Na ostatnim posiedzeniu Sejmu, dzień po wyborach, posłowie mają się zająć tzw. lex węgiel, specustawą pozwalającą prowadzić inwestycje węglowe bez brania pod uwagę zdania lokalnej społeczności lub samorządu. Na początku lat 90., gdy szefem Wyższego Urzędu Górniczego był Janusz Steinhoff, późniejszy wielki reformator górnictwa, wprowadzono przepis, dzięki któremu mieszkańcy gmin, w których miały być realizowane górnicze inwestycje, mogli wyrazić swoje zdanie. Zaczęto się z nim liczyć. Teraz mieszkańcom zasłania się usta. W imię czego? Doraźnego zysku zakładu górniczego czy koncernu energetycznego? W zamian społeczność otrzyma jeszcze więcej szkód górniczych – pękających ścian w domach, dróg wymagających częstego naprawiania i zdewastowanego środowiska naturalnego.
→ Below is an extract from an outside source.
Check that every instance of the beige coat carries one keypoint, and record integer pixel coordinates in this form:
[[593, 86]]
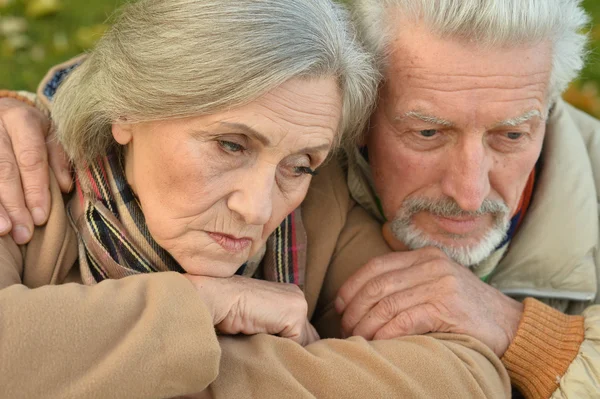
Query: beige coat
[[150, 336]]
Nie potrzebujemy więcej kopalni.
Na naszych oczach upada tępa polityka ratowania węgla za wszelką cenę. Gdy ceny tego surowca spadają na światowych giełdach, w Polsce zakłady górnicze sztucznie zawyżają ceny. Pozwala im to zachowywać pozory rentowności i uniknąć groźby zamknięcia. Gdy cały świat idzie w kierunku źródeł odnawialnych, a w Unii Europejskiej ceny uprawnień do emisji CO2 systematycznie rosną, my z wysokoemisyjnej energetyki opartej na węglu za nic w świecie nie chcemy rezygnować i stawiamy w Ostrołęce kolejny blok węglowy, jednocześnie zwiększając import węgla z Rosji.